Он не понимал, почему парень соглашается на все это, даже за сто баксов в час. Двойная цена, так объяснил это Трэвис Киду, но Никки все равно требовала слишком многого.

Когда свет в мастерской потускнел, Кид стянул очки и засунул их в карман рубашки.

– Трэвис, – сказала Никки из-под тряпки, – как только ты будешь готов. Я могу начать в любую минуту.

Нужно было отдать парню должное. Казалось, он не замечал своей наготы, а для того, кто был связан, временно ослеплен, с кляпом во рту, поднят и опущен около дюжины раз, пока она не закончила настройки, он выглядел удивительно расслабленным, удивительно спокойным – до того момента, как она сказала ему, что готова начать.

Тогда он стал меняться, медленно и мучительно, превращаясь из неторопливого боулдеровского лентяя в падшего ангела, которого засасывает адская воронка вечности, соблазненного и окруженного жуткими демонами, летающими на холсте задника, связанного безысходностью. Это было так странно – смотреть на все происходящее, одновременно и знать, что парень притворяется, но и верить всему.

В своей реальной жизни, как сказал Киду Трэвис, он был фельдшером в поисково-спасательном отряде Боулдера. Учитывая официальную зарплату, позирование Никки становилось единственным способом платить по закладной на дом у ущелья.

Кид чертовски надеялся, что Никки МакКинни получает от него все, что хочет, потому что по сравнению с этим снимком – Господи – по сравнению с этим снимком, развалившийся Нарцисс казался просто цветочками.

Повсюду работали камеры, как минимум две, жужжа, снимали непрерывный фильм, а Кид был загипнотизирован. В первый раз с того момента, как она открыла дверь, он не был сосредоточен на ней. Наблюдая сцену бесконечных страданий, сопровождавшуюся музыкой визга и крика, освещенную мерцающими огнями, обдуваемую жарким и резким ветром, с Трэвисом, раздираемым болью и отчаянием, он вдруг понял, что ее версия ада была ближе к его пониманию, чем он думал.

Дело было в красной краске. Она выглядела как кровь – будто ангела пытали.

Черт. Кид почувствовал, как сжались его челюсти. Он понял, что ее игра начала добираться и до него. Где, черт возьми, носило Куина? Пришло время убираться отсюда. Он внезапно прочувствовал это самым нутром.
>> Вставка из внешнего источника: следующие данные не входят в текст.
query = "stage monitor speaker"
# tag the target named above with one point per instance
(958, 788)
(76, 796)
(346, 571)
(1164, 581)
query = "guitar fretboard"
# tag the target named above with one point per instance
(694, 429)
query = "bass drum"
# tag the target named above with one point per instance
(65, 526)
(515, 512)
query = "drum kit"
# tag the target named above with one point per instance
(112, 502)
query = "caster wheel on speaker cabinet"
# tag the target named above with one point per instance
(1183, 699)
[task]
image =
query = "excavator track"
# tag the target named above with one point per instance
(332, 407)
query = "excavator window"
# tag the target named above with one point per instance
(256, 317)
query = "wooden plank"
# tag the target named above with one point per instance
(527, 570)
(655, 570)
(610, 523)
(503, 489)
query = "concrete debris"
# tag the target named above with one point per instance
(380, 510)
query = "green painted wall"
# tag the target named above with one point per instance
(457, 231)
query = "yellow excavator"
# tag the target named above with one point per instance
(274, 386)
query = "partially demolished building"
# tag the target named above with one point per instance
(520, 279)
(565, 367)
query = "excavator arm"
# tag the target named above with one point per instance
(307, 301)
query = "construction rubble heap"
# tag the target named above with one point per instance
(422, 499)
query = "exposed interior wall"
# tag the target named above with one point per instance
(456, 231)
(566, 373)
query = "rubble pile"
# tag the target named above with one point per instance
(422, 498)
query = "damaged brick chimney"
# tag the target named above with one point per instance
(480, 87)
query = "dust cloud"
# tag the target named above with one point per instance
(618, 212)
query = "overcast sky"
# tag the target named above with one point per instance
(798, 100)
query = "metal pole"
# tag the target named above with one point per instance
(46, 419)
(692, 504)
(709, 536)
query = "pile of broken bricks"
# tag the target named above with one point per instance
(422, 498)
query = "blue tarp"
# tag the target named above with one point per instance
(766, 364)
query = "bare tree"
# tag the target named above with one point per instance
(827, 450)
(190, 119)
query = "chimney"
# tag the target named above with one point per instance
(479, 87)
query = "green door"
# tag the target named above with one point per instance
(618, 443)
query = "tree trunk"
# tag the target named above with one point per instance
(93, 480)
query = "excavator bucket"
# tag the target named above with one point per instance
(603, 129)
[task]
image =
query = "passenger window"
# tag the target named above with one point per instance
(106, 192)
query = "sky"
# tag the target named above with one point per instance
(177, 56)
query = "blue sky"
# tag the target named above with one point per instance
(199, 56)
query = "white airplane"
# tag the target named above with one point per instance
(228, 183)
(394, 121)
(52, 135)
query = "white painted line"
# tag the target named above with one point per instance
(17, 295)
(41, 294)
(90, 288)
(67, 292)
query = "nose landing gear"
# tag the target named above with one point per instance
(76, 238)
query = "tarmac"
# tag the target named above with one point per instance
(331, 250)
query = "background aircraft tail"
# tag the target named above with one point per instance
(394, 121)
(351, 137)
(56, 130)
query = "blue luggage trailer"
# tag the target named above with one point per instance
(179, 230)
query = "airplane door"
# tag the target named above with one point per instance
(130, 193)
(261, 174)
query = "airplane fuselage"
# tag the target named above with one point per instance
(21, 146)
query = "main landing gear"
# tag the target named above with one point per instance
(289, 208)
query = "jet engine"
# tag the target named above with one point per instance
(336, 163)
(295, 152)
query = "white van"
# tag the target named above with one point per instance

Из-под черной накидки Никки снова и снова щелкала затвором камеры раз за разом полностью завладевая Кронополусом. Пять камер были направлены на Трэвиса, который стоил гораздо больше, чем она ему платила, и две камеры – на бывшего морпеха, который отдавал ей все бесплатно.

Трэвис был великолепен, и позже она просмотрит всю сессию кадр за кадром, и видео, и фото, и распечатает то, что ей подойдет для задуманной работы.
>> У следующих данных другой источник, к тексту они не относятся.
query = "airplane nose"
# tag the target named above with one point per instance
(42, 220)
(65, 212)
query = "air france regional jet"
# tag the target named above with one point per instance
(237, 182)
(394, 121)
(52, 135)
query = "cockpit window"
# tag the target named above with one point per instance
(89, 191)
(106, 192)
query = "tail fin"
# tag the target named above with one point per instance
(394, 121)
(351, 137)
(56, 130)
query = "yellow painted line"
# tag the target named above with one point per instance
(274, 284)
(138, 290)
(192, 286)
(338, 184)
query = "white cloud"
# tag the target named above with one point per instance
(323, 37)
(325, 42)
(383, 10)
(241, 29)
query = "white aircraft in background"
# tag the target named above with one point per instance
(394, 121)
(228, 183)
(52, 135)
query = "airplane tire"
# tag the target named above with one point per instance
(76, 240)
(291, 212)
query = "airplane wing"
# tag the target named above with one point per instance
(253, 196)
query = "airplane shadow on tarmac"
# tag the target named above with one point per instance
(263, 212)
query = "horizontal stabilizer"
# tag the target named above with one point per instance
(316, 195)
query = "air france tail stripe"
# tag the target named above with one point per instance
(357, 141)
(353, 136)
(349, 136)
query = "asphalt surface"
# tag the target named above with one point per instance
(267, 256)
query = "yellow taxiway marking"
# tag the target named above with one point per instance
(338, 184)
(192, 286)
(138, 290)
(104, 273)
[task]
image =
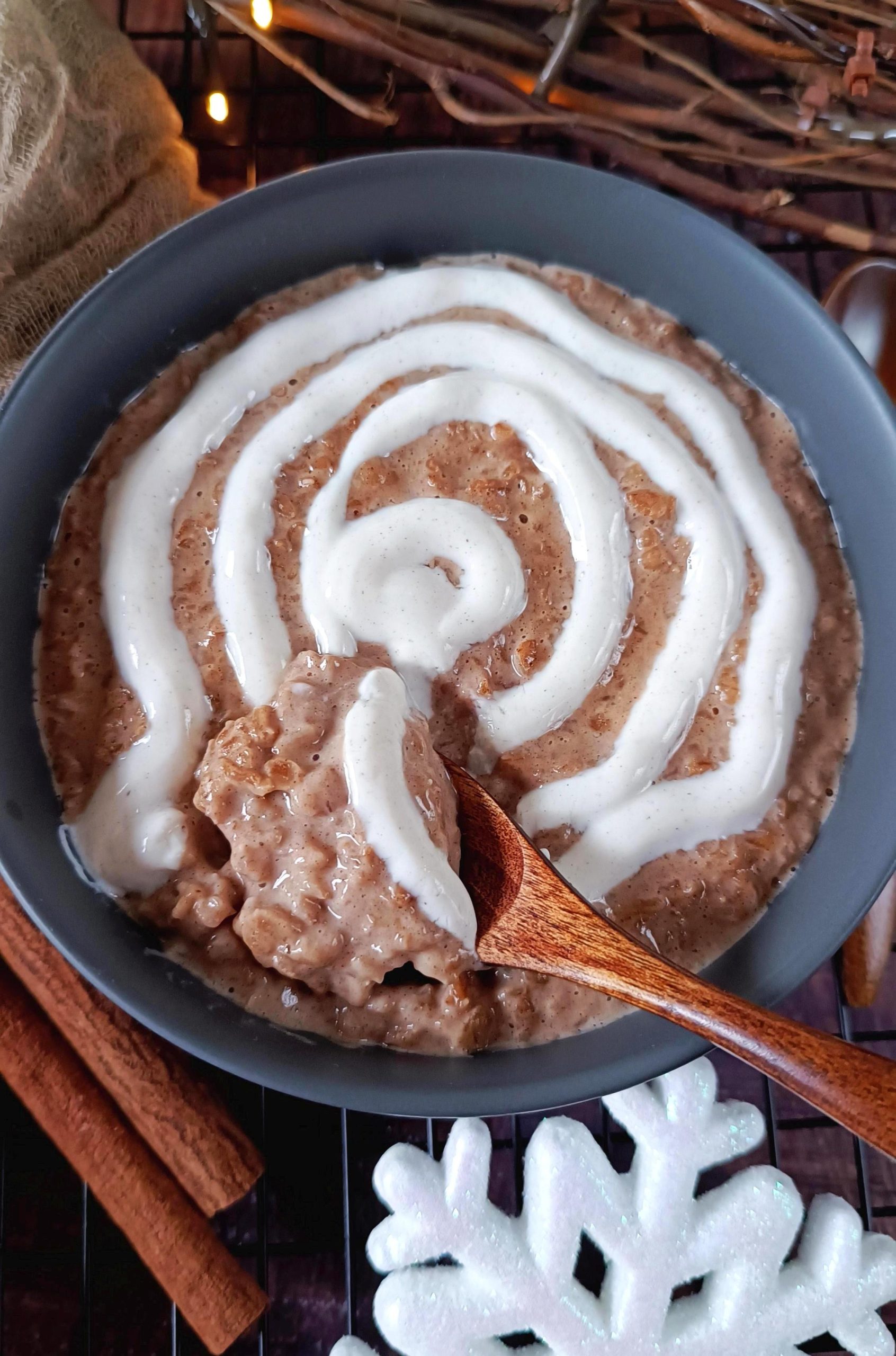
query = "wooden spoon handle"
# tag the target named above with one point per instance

Но бывший морпех. Она наблюдала за ним через объектив своего Никона, работая аккуратно, дыша осторожно. Сначала она решила, что просто снимет пару кадров, запишет его реакцию, получит его портрет для стены мастерской – всякая обычная чушь, – но в нем не было ничего обычного. Когда она начала шоу, он снял свои солнцезащитные очки, и она внезапно словно увидела его в первый раз, действительно увидела его и никак не могла отвести взгляд.
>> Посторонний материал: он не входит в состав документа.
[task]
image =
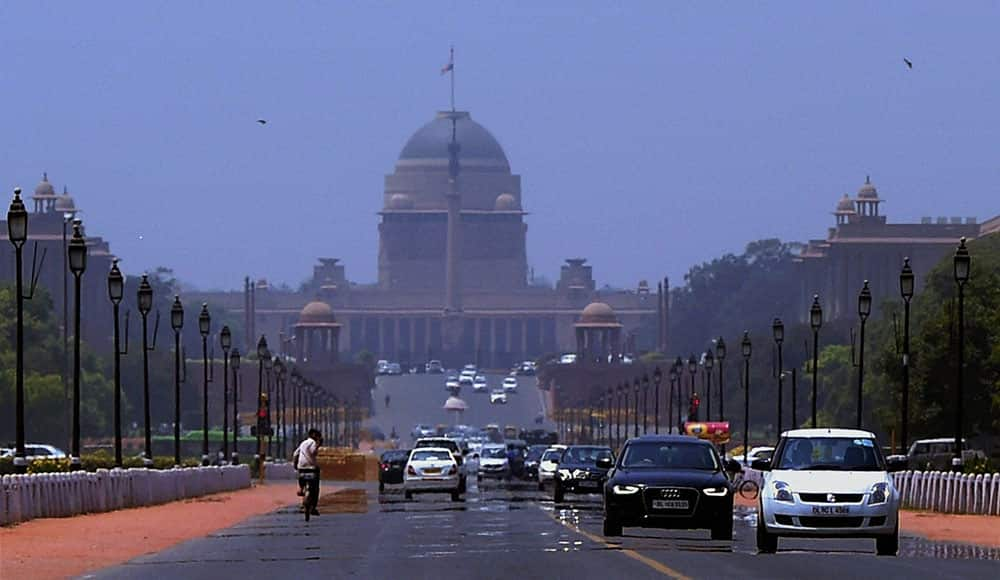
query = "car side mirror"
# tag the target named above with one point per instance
(897, 463)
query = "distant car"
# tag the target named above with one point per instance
(432, 470)
(493, 463)
(548, 465)
(582, 469)
(827, 483)
(670, 481)
(391, 466)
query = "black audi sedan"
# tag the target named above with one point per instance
(582, 469)
(669, 481)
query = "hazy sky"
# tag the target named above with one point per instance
(649, 135)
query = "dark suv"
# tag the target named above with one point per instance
(669, 481)
(582, 469)
(450, 445)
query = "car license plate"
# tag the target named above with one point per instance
(670, 504)
(831, 509)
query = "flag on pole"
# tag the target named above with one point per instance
(451, 63)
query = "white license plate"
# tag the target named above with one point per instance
(831, 509)
(670, 504)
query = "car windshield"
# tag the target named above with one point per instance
(831, 454)
(670, 456)
(584, 454)
(430, 456)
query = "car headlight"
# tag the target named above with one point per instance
(879, 494)
(782, 492)
(625, 489)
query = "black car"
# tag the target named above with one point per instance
(582, 469)
(669, 481)
(531, 460)
(390, 467)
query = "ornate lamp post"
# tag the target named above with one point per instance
(745, 349)
(720, 355)
(177, 323)
(116, 291)
(815, 321)
(226, 342)
(17, 231)
(657, 379)
(204, 327)
(864, 310)
(962, 263)
(77, 265)
(235, 363)
(906, 283)
(145, 303)
(778, 333)
(709, 365)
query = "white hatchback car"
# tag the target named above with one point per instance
(431, 470)
(827, 483)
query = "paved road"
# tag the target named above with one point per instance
(520, 533)
(420, 398)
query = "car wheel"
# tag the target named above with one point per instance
(612, 527)
(767, 543)
(723, 530)
(888, 545)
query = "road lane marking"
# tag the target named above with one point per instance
(655, 565)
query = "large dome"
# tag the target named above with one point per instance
(478, 148)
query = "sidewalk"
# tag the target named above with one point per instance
(965, 529)
(66, 547)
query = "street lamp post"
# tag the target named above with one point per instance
(962, 263)
(815, 321)
(145, 303)
(657, 379)
(745, 348)
(116, 291)
(226, 341)
(235, 363)
(709, 365)
(906, 283)
(177, 323)
(204, 327)
(864, 310)
(778, 333)
(77, 265)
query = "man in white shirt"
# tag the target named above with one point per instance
(305, 459)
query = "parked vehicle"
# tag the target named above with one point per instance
(669, 481)
(432, 470)
(391, 466)
(827, 483)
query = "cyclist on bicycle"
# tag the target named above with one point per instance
(305, 460)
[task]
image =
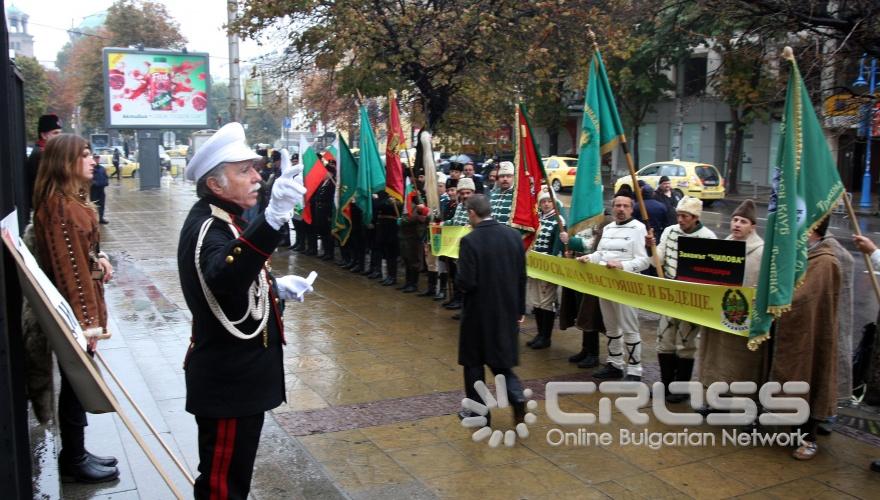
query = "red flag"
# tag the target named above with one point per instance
(396, 143)
(313, 174)
(528, 177)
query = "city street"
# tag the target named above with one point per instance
(373, 387)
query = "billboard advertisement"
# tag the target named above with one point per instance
(155, 89)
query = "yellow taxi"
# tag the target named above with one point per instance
(561, 171)
(178, 151)
(688, 178)
(129, 168)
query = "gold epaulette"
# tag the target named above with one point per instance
(221, 214)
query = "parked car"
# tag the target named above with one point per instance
(561, 171)
(700, 180)
(129, 168)
(164, 159)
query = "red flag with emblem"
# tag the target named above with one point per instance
(528, 176)
(396, 143)
(314, 173)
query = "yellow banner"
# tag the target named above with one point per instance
(444, 240)
(723, 308)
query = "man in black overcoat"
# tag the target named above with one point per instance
(492, 276)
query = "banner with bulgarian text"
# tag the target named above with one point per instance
(723, 308)
(444, 240)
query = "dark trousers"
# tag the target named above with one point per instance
(328, 243)
(475, 373)
(227, 450)
(71, 421)
(100, 198)
(299, 230)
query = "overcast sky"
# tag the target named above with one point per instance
(201, 22)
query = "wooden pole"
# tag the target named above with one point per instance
(92, 369)
(858, 231)
(152, 429)
(632, 172)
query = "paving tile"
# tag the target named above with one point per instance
(473, 484)
(425, 462)
(363, 471)
(401, 436)
(796, 490)
(338, 445)
(763, 467)
(699, 480)
(413, 490)
(592, 465)
(301, 399)
(638, 486)
(856, 481)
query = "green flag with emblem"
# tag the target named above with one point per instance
(371, 172)
(601, 131)
(346, 188)
(806, 187)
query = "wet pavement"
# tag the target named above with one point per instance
(373, 387)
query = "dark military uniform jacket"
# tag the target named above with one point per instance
(227, 376)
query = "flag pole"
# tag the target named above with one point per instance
(559, 220)
(635, 182)
(392, 95)
(632, 172)
(858, 231)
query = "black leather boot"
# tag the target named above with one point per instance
(105, 461)
(590, 345)
(83, 469)
(545, 329)
(441, 287)
(538, 314)
(455, 302)
(432, 285)
(668, 363)
(412, 282)
(684, 368)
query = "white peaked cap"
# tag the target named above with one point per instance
(690, 205)
(227, 145)
(505, 168)
(466, 183)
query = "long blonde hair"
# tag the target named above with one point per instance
(59, 170)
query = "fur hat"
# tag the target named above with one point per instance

Его глаза были темно-орехового цвета, почти карие с искорками, зелеными как мох. Взгляд был таким серьезным, таким внимательным по отношению ко всему происходящему вокруг.

Таким жестким.

Эта жесткость пленяла ее так же, как пленяли высокий изгиб его скул и угловатая челюсть. У него был короткий нос, который добавлял неуместную прелесть резким чертам лица. Брови представляли собой густые темные линии, кожа была безупречна – такое она видела не часто, даже учитывая специфику своей работы. Его рот был большим и ярко очерченным, и заставлял ее мучиться вопросом о том, каким он будет на вкус – эта мысль была первой, выбившей ее из колеи за последние несколько недель.

Она ошибалась, когда хотела вытряхнуть его из одежек. Несмотря на схожий возраст, он не был одним из ее университетских мальчиков, даже близко. Он носил оружие под измятой гавайской рубашкой, а не в сумке, как она предположила. Выражение на его лице было ничем иным, как предостережением о том, что его стоит остерегаться. Она разворошила в нем что-то, что ему не нравилось – что, собственно, и было смыслом всего произведения «Пафос VII». Каждый горел в своем персональном аду.

Она покрутила объектив, захватывая камерой больше. Нет, он определенно не был одним из ее футболистов, альпинистов или голодающих студентов с гуманитарных факультетов.

Снайпер. Телохранитель. Все это она хорошо видела в нем прямо сейчас: повышенную осведомленность, физическую готовность, хищную бдительность на его лице. Он был настроен на неприятности – и его не стоило дурачить, его нельзя было выворачивать наизнанку, просто потакая артистическим капризам.

Из-за этого она хотела его только сильнее. Она жаждала нарисовать его, безумно, даже зная, что он останется в одежде. Ее упрямая преданность художественному импульсу была настоящим проклятием – и каждый импульс твердил, что она не должна отпускать его, должна удержать его, пока не получит шанс изучить глубже. И это просто потрясало. Она не удерживала никого, ни по какой причине, ни на какое время.

В неприятности какого масштаба мог реально ввязаться семидесятидвухлетний старик? Уилсон определенно периодически соскальзывал с берегов памяти, но он точно не мог натворить что-то такое, что потребовало бы вооруженной охраны в доме. Ничего, что могло бы потребовать воина калибра Кида Хаоса.

Но нет, вот он – воин в ее мастерской, настоящий ангел мщения.

У нее никогда не была таких, но наблюдая за Кидом, она вдруг поняла, что гадает: каково бы это было – иметь его.

По-настоящему иметь его.

И это реально выбивало из колеи.

Пустые фантазии не были частью ее реальности. Она воображала что-то – она это создавала. Нарастающие снежным комом мечты о том, как она занимается любовью с бывшим морпехом, которого приставила к ней на ночь ее сестра, до добра не доведут. Если она на самом деле сделает это – ради Христа, со снайпером – это приведет только к катастрофе, как бы он не завораживал ее.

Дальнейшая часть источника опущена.